1.246 Betroffene: FPÖ fordert alle Fakten zur Wohnungslosigkeit

Die Zahl lässt aufhorchen: Mit Stichtag 6. Oktober 2025 waren in Innsbruck insgesamt 1.246 volljährige Menschen von Wohnungs- oder Obdachlosigkeit betroffen. Das geht aus einer Erhebung hervor, welche die Stadt im Rahmen des europäischen Projektes „EU Homelessness Counts 2025“ durchführen ließ.
Für den Innsbrucker FPÖ-Stadtrat Markus Lassenberger sind die Ergebnisse nicht nur besorgniserregend.
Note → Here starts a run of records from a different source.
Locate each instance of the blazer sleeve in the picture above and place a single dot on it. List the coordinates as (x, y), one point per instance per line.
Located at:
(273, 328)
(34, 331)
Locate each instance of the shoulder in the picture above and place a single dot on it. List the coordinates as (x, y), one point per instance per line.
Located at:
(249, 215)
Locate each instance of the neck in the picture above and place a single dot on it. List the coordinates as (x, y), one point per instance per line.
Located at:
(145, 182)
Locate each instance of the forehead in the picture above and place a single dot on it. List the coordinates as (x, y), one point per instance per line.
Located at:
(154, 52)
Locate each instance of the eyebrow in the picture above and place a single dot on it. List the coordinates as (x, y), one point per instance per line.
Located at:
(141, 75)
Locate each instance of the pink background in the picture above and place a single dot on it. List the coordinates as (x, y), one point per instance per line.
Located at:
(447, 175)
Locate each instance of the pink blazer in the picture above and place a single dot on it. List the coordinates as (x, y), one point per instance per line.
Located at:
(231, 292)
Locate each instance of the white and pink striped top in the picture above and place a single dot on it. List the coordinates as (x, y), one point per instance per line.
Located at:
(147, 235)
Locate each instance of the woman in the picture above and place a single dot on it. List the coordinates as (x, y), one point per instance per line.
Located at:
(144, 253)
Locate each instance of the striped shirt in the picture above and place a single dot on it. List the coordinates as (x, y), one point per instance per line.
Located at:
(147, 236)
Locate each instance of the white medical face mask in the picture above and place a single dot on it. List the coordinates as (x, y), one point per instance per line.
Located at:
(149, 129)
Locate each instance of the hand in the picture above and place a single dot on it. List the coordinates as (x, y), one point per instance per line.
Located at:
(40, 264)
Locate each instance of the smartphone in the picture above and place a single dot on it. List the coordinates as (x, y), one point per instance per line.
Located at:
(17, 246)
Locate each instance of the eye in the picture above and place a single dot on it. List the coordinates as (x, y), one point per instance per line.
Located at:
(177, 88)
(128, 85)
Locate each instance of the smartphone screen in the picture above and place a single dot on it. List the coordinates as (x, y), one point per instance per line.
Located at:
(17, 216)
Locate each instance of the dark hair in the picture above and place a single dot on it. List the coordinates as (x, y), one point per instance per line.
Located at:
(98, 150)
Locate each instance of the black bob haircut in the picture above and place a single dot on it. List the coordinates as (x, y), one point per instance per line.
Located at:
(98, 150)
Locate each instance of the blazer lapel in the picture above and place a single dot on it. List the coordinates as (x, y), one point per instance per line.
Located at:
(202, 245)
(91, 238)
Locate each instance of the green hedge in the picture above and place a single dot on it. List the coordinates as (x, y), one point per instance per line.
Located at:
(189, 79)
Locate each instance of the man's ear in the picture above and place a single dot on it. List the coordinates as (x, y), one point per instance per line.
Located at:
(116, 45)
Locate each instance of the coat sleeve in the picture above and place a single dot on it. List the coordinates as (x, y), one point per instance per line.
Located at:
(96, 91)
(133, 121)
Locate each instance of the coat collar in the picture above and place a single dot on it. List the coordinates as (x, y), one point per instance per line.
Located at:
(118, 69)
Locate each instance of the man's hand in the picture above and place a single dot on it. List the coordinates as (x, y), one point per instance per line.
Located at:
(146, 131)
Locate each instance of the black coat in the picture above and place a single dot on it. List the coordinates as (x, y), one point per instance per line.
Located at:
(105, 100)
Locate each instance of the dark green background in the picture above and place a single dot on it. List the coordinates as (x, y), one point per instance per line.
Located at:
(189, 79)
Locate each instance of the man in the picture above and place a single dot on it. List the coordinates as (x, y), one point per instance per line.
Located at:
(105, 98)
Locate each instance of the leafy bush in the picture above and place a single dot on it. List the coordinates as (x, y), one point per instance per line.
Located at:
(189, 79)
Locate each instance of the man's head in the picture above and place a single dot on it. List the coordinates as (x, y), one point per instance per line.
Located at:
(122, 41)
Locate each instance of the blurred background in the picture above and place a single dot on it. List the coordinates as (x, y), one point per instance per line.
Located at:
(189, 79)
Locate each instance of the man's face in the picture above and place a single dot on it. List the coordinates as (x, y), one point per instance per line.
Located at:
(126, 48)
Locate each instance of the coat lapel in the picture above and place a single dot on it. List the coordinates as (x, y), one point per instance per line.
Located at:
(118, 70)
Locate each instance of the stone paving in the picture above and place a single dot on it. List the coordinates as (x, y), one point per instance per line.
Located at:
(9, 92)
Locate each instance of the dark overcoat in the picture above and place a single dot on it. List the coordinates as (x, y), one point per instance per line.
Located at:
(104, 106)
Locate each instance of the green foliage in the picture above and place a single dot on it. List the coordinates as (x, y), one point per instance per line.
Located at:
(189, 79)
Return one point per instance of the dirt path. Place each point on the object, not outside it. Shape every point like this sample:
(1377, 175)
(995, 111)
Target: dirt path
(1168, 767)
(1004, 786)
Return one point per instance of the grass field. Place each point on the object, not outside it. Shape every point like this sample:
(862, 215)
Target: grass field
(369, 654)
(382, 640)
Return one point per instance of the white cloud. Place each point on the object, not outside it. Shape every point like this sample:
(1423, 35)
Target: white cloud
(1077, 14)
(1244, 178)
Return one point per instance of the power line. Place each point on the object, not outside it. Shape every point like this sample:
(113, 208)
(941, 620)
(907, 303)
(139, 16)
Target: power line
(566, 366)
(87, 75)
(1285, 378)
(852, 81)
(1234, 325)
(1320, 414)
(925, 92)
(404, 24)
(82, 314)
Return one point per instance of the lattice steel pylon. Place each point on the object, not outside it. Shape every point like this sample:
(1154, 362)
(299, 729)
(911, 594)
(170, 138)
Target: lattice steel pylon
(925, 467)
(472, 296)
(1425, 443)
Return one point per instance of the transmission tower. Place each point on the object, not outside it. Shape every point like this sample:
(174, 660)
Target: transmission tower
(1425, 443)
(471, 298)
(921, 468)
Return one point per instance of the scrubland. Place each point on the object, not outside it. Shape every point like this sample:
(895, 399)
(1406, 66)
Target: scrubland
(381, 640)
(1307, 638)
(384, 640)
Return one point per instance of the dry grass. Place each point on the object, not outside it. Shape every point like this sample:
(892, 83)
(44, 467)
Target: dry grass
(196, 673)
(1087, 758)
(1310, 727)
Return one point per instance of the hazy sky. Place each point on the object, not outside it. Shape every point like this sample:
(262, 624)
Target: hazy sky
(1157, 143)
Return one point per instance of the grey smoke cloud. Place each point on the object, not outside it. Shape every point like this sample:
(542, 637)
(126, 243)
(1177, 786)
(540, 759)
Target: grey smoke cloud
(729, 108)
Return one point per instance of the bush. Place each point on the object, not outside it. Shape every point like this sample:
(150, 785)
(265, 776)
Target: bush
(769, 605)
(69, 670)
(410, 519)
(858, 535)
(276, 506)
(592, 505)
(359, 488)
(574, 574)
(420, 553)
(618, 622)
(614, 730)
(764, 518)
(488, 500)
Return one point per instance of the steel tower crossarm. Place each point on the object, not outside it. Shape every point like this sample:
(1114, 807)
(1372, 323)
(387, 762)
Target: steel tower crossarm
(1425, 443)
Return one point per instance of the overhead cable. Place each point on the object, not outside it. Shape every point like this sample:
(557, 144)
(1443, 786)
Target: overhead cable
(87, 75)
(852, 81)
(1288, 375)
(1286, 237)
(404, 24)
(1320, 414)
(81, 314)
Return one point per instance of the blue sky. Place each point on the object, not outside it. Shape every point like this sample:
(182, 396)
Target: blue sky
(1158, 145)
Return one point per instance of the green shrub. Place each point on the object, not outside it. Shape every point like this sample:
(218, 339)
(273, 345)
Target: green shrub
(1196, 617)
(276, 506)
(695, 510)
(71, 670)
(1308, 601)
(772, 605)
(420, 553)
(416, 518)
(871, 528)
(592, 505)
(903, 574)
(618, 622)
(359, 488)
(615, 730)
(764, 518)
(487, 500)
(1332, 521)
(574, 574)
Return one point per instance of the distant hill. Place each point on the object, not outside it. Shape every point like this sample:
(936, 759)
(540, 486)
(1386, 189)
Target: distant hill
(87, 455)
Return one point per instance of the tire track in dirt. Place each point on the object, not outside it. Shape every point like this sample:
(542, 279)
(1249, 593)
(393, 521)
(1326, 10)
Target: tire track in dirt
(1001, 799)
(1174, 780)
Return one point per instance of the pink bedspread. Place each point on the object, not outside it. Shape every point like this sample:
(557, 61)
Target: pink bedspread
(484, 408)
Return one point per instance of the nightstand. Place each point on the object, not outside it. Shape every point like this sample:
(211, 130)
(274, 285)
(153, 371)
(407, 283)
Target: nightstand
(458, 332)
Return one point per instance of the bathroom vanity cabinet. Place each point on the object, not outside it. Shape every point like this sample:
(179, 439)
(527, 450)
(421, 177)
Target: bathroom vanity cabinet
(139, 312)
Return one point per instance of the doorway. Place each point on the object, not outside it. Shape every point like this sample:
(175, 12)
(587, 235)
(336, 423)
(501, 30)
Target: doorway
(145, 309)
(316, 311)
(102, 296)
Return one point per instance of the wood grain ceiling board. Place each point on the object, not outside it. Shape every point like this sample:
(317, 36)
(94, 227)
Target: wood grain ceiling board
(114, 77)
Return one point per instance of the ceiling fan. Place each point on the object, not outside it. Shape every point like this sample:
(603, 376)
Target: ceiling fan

Die vorliegenden Zahlen müssten nun auch genau untersucht und vollständig offengelegt werden.
„Alle Fakten müssen auf den Tisch“
„Alle Fakten bezüglich Wohnungs- und Obdachlosigkeit in der Tiroler Landeshauptstadt müssen auf den Tisch“, fordert Lassenberger. Neben der Gesamtzahl der Betroffenen brauche es eine detaillierte Aufschlüsselung sämtlicher erhobener Daten.
Von besonderer Bedeutung sei laut dem FPÖ-Stadtrat die Frage, wie lange die einzelnen Personen bereits ohne gesicherten Wohnraum seien. Dadurch könne unterschieden werden, ob Menschen nur vorübergehend in eine Notlage geraten seien oder bereits seit längerer Zeit ohne eigene Unterkunft lebten.
Lassenberger fordert daher die Veröffentlichung sämtlicher Studiendetails. Nur wenn Ursachen, Dauer und Struktur der Wohnungs- und Obdachlosigkeit bekannt seien, könnten wirksame politische Maßnahmen entwickelt werden.
Maßnahmenpaket für Innsbruck gefordert
Mit der bloßen Präsentation der Zahlen dürfe es nach Ansicht der FPÖ jedoch nicht getan sein. Die Stadtregierung müsse dem Innsbrucker Gemeinderat ein konkretes Maßnahmenpaket vorlegen.
„Die linke Stadtregierung muss hier aktiv werden und ein konkretes Maßnahmenpaket dem Gemeinderat präsentieren“, erklärt Lassenberger. Bürgermeister Johannes Anzengruber dürfe sich nicht länger auf Ankündigungen beschränken. Er und seine von Lassenberger als „Caprese-Koalitionspartner“ bezeichneten Bündnispartner müssten „zum Arbeiten anfangen“.
Welche konkreten Schritte die Stadtregierung aus den Ergebnissen der Untersuchung ableiten will, ist für Lassenberger bislang nicht ausreichend erkennbar. Die FPÖ verlangt deshalb neben vollständiger Transparenz auch klare politische Konsequenzen aus der Studie.